George the Poet, real name George Mpanga, from Harlesden, north-west London, is no stranger to taking a stand. In May 2019, he rejected an MBE as a result of the “pure evil” perpetrated by the British empire. Now, the Hip Hop and spoken word artist has made his thoughts clear on the UK government’s decision not to extend the free school meals scheme.
The scheme aims to support some of the country’s poorest families, feeding thousands of children trapped in poverty. Many parents experiencing furlough from employment since March. Some have even found themselves unemployed due to the coronavirus pandemic. At the start of the pandemic, the government extended free school meals to eligible children during the Easter holidays. Facing a rebellion and a high-profile campaign by footballer Marcus Rashford, they extended the scheme throughout the summer holiday.
But the government has refused to carry the scheme on. A petition created by the Manchester United footballer calling for provision to continue had gained nearly 100,000 signatures. It calls for an end to child food poverty as demand for food banks this winter already predicted 61% uptake than last year. The news comes just weeks after politicians agreed a £3,000 pay rise.
George The Poet Giving A Voice To The Voiceless
This prompted George the Poet to lash out at the government, calling the move from the Victorian era. He said: It’s weird that we are having conversations that sound like they are from the Victorian era.
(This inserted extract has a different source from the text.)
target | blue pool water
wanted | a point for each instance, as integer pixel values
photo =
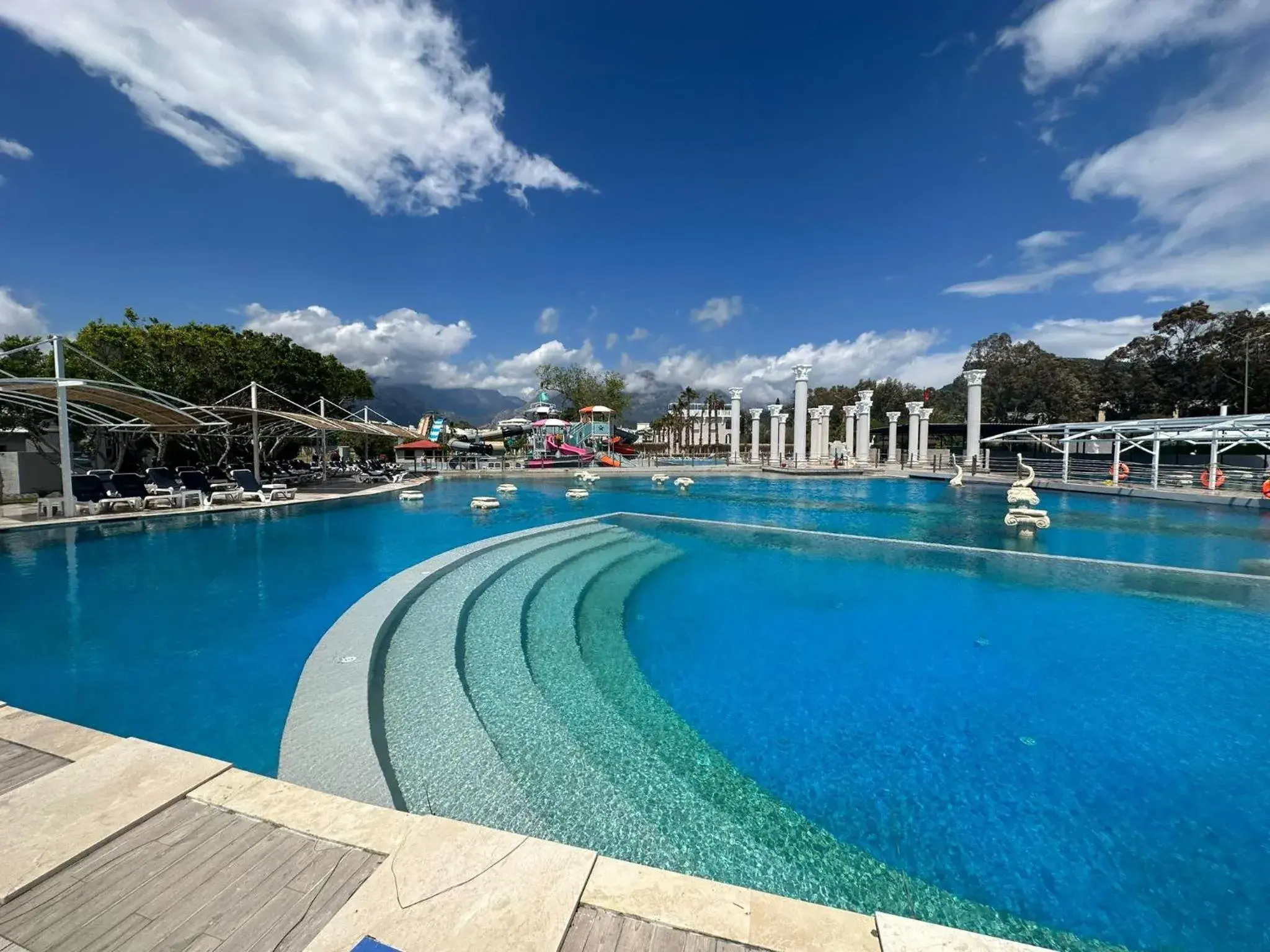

It is weird that Marcus Rashford, as much as I love and respect what he’s about and what he’s chosen to represent, it is weird that it falls on his shoulders, or he’s had to take up the mantle.”
Earlier in his career, George the Poet acknowledged the foundation of Hip Hop. Using rap to give a voice to the voiceless, George followed a tradition that the likes of Tupac lead. Speaking in 2015, George the Poet said: “I feel like I’m trying to continue that conversation about bringing wider consciousness and wider discussions to the streets. That’s a tradition that was probably best championed by Tupac, and I’m trying to continue that.”